DAY 1

Herein starts my journey into self.

Today is much the same as every other day I suppose. Except that I have a driving need after watching a documentary of Wittgenstein to seek my deeper purpose. My genuineness, my existence and what that is, or means. Philosophers have always stirred up a whirlpool of depth within, for me. I truly believe that everything on this earth was created by the Lord and even though many a religious person will build a wall and close their mind, for me, if God puts it before me I know I need to investigate it through the eyes of my faith and His grace.

I suppose it matters only too me… really,  but I know I am meant to be, and do, so much more than I have up to this point in life.

It’s not that I have not served purpose up to this point. I have given birth to seven wonderful unique children, no eight but my mother stopped the first one from entering my life. She did not do this for any reason other than ignorance, fear of the future and a limited mind when it came to the possibility that God does not create mistakes only Blessings and He had possabilities for that child too.

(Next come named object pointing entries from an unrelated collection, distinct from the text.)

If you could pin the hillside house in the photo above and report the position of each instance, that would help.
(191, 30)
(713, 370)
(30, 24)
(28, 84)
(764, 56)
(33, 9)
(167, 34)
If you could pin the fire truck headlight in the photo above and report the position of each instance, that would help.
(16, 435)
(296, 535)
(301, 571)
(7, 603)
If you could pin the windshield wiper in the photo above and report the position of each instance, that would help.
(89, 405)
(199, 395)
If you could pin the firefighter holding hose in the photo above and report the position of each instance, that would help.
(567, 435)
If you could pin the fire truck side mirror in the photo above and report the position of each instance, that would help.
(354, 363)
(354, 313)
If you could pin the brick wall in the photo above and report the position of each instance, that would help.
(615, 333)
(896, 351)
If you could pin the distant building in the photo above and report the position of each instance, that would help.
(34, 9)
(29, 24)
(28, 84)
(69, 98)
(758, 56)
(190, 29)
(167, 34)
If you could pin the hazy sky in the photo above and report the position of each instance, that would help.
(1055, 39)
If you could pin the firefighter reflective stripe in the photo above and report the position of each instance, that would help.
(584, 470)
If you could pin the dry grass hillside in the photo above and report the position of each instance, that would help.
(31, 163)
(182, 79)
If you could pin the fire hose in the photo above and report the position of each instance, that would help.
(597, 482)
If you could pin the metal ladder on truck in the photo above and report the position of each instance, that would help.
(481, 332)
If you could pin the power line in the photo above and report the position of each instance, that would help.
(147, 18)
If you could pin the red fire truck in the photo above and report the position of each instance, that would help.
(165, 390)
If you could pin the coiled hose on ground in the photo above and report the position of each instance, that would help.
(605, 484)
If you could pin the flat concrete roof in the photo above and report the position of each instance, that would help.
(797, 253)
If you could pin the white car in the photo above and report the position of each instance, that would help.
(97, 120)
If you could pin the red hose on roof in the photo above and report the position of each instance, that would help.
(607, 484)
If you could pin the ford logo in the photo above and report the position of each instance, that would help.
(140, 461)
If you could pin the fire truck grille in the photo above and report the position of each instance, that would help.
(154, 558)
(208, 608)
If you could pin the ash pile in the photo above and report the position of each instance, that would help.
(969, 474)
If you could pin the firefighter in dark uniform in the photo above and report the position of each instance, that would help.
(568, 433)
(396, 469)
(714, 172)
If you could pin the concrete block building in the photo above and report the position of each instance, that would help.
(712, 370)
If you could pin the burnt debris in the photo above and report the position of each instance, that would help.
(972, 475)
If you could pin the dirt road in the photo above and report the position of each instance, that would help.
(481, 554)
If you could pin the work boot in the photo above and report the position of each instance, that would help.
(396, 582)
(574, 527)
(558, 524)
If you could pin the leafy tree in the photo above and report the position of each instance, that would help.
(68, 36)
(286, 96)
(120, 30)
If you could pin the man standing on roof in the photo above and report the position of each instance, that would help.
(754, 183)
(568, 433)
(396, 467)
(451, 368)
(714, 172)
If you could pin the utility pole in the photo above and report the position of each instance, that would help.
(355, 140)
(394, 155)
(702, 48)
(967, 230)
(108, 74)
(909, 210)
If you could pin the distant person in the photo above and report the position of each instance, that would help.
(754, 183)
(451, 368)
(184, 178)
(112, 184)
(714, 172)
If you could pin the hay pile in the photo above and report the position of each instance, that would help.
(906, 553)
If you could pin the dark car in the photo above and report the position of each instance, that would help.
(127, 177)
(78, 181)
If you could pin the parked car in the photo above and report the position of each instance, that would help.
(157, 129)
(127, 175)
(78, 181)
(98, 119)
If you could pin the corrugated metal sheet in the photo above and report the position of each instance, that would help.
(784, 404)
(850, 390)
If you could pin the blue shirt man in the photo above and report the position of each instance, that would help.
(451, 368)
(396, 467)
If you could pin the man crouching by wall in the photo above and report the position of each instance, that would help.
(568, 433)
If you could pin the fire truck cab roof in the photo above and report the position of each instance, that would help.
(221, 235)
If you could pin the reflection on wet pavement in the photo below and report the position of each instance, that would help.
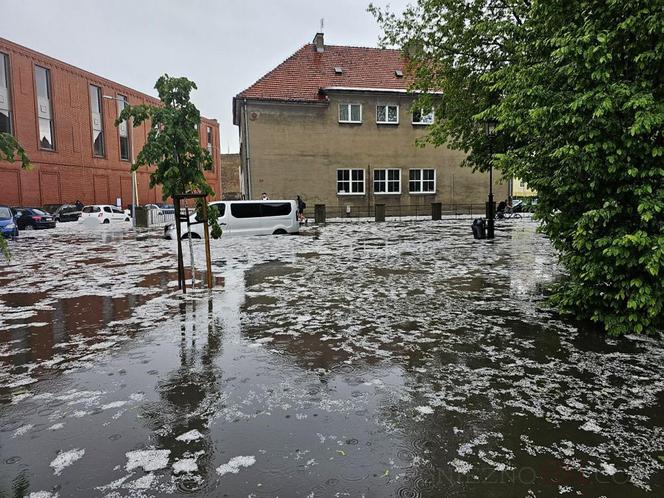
(396, 359)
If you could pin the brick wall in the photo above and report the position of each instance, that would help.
(71, 171)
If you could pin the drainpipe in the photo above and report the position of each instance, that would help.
(247, 168)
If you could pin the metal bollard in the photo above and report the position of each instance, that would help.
(436, 210)
(319, 214)
(380, 212)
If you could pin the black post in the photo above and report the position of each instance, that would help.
(490, 214)
(490, 130)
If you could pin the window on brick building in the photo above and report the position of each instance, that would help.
(123, 130)
(350, 181)
(350, 113)
(387, 114)
(5, 96)
(387, 181)
(97, 121)
(422, 181)
(44, 108)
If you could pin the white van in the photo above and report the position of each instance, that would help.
(102, 213)
(246, 218)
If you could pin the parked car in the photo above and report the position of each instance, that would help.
(8, 226)
(67, 212)
(32, 218)
(246, 218)
(102, 213)
(50, 208)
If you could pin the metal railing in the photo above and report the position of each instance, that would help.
(398, 212)
(157, 218)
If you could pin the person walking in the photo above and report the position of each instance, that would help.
(301, 206)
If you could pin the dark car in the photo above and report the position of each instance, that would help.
(7, 222)
(33, 218)
(67, 212)
(50, 208)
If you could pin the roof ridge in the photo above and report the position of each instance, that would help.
(269, 73)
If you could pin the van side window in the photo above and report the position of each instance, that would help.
(222, 209)
(246, 210)
(276, 209)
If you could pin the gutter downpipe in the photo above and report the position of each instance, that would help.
(246, 150)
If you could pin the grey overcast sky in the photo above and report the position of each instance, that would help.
(223, 45)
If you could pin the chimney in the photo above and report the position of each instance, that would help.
(318, 41)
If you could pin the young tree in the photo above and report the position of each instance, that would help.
(173, 146)
(577, 89)
(10, 150)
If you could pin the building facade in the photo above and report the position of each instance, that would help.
(64, 118)
(335, 125)
(230, 176)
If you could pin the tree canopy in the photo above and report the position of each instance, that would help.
(576, 87)
(173, 143)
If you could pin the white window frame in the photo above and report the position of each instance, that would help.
(424, 123)
(350, 181)
(387, 114)
(422, 180)
(386, 181)
(350, 114)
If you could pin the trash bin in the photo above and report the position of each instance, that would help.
(479, 228)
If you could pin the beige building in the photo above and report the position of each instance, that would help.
(334, 125)
(230, 177)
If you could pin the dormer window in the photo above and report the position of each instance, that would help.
(423, 117)
(350, 113)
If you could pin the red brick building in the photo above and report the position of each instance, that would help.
(58, 113)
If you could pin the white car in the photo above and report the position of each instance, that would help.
(245, 218)
(103, 214)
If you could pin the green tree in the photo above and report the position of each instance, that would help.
(173, 143)
(577, 89)
(10, 150)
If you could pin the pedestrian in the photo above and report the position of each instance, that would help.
(301, 206)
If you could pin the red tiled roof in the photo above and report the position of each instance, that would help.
(303, 74)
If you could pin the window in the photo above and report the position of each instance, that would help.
(209, 134)
(44, 108)
(423, 117)
(387, 114)
(350, 113)
(422, 181)
(387, 181)
(276, 208)
(123, 130)
(246, 210)
(350, 181)
(97, 121)
(5, 96)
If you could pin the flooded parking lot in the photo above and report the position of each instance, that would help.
(395, 359)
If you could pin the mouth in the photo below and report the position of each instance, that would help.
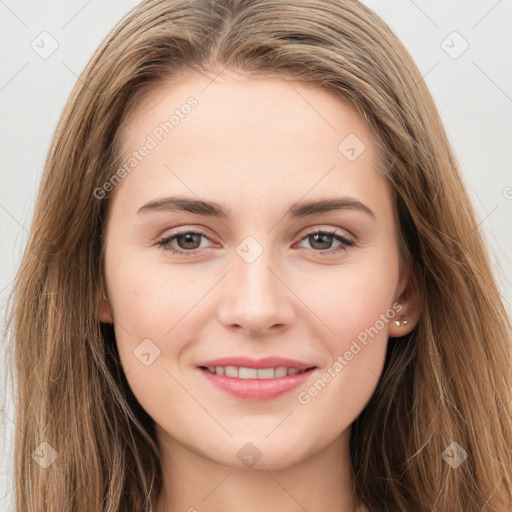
(243, 372)
(256, 384)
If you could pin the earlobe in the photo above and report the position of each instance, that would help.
(412, 303)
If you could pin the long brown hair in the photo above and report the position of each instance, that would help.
(448, 381)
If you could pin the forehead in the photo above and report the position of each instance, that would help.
(248, 139)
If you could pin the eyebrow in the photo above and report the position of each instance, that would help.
(213, 209)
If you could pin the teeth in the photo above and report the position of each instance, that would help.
(253, 373)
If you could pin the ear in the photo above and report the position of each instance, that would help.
(104, 308)
(409, 297)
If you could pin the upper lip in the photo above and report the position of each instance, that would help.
(265, 362)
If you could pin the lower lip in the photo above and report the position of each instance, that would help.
(257, 389)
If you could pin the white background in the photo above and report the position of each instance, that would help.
(473, 93)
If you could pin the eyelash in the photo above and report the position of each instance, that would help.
(345, 242)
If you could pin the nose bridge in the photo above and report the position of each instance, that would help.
(256, 299)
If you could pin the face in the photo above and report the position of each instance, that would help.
(260, 283)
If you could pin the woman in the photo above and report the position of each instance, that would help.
(255, 280)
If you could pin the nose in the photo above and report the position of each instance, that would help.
(256, 300)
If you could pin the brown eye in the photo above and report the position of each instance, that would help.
(322, 241)
(185, 243)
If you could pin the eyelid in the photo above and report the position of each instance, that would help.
(345, 241)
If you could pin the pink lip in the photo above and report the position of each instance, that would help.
(257, 389)
(266, 362)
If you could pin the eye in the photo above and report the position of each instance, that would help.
(321, 241)
(189, 242)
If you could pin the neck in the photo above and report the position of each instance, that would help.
(191, 482)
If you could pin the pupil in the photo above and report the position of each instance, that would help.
(321, 235)
(188, 240)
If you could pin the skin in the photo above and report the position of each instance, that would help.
(256, 146)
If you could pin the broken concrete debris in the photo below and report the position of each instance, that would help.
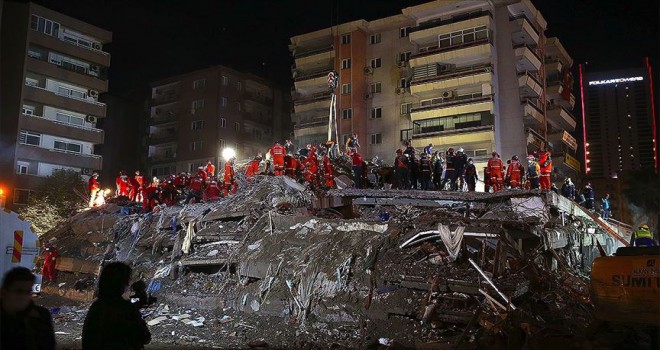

Oh but to dwell on what cannot be changed, has been and is no longer, is a futile and useless waste of my present.

Yet that is exactly what I need to do, to a point, in order to figure out what it is I am missing. What am I made up of…? Whose genes reside in me now from past generations? What is their part in their existence within me?  Of course it is kind of silly and redundant as I will never know for sure now, will I?

I love music to the depths of my soul. My heart , mind, and brain, sings within and hums all day , every day and always has. It is the music of me, or is it? Could it be the music of someone long ago? Maybe it has already been written or maybe never allowed out past the inner makings of it …like I do?  Give me a beat, and my heart creates a melody, give me a melody, and my mind creates the words (almost always in praise to my Lord). I hear music in a river, the wind, nature. I hear percussion in everything from walking, to busy streets, to rain. Where does it come from? Undoubtably the Lord, but there has always been an inner knowing that it comes from the depths of my inner core, which HE also created. What does that mean? I just wrote it, but it is another of my thoughts that eludes an answer. I know He creates us with gifts and talents to be used for His Glory.

Writing… another of my passions. I can never get enough. Oh… that I could write all day and have no need of income to pay the bills. Better yet write and receive enough income to pay the bills. But I can only write what is true and heartfelt to me. I have no time for fantasy writing or the reading of it. Life is to short to waste my present on something that throws away the precious commodity of time.

I am presently taking a course on copywriting for the purpose of earning income. I am not sure how this is going to work as I could only write what I know is true. Therefore I must find things to promote that I fully agree with as being the most superior, for the friends that I am promoting them to…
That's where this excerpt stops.